ただし、感染した人が全て胃がんになるわけではなく、高塩分食や喫煙、遺伝的素因などが合わさって発症します。
以前から、胃・十二指腸潰瘍やその他の特定の病気のある方には、除菌が保険診療で行われてきましたが、菌に感染していても潰瘍などがない胃炎だけの方の除菌は保険診療では行えませんでした。しかし、2013年2月からはピロリ菌感染による胃炎に対しても、保険診療での治療が可能になりました。これはある研究で、除菌することでがんのリスクを減らすことが証明されたからです。
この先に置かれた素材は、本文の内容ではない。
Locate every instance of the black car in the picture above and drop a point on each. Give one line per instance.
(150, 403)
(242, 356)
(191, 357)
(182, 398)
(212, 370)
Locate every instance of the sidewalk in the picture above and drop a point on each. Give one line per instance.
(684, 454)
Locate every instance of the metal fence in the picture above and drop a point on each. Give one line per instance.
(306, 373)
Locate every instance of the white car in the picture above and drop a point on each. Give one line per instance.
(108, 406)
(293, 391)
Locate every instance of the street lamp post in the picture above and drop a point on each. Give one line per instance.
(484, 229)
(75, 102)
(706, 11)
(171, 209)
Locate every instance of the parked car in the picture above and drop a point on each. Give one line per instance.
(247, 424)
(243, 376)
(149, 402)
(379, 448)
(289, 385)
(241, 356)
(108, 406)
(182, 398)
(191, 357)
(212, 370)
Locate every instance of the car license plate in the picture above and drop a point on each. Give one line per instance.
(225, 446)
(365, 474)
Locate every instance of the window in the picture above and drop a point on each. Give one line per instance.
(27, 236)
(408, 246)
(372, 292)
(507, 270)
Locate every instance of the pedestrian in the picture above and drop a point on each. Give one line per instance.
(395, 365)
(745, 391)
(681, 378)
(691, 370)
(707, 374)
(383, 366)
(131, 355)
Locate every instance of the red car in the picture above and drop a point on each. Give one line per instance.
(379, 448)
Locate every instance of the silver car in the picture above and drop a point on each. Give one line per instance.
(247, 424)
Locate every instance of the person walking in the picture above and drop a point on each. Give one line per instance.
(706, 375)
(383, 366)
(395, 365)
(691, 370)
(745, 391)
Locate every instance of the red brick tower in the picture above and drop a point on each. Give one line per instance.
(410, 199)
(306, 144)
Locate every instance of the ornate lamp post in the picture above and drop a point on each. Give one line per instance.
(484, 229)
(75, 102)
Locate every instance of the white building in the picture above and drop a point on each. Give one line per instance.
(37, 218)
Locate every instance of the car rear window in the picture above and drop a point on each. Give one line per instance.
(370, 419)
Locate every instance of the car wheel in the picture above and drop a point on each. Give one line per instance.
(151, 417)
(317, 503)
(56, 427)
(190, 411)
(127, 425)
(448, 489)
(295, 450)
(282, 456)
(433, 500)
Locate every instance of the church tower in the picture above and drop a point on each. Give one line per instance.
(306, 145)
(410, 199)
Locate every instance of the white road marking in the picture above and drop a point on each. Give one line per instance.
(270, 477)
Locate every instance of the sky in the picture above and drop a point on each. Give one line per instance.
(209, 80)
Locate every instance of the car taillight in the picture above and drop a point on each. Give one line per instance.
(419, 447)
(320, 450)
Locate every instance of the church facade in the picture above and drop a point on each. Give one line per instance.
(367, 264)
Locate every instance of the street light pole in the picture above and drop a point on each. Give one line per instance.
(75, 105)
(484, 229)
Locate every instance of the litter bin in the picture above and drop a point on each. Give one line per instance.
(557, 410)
治療は3種類の薬を1週間内服します。まれにアレルギーや下痢などの副作用がみられたり、2、3割の方で1回の治療で除菌できず、薬を変更した2回目の治療が必要なこともあります。しかし、2回目の治療までに9割以上の方の除菌が成功します。注意しないといけないのは、除菌をしてもがんを100%予防することはできませんので、除菌をされた方も定期的に内視鏡などの胃がん検診は行う必要があります。
このピロリ菌、実は同じ菌でいくつもの種類(菌株)があることが分かっており、幸い、うちなーんちゅの菌株は本土の菌株に比べ、毒性が低く、胃がんのリスクをそれほど上げないことが分かっています。しかし、感染しないにこしたことはありません。日頃から胃の調子がよくないとお感じの方はぜひ、病院を受診し、胃炎やピロリ菌感染の有無を検査してもらってください。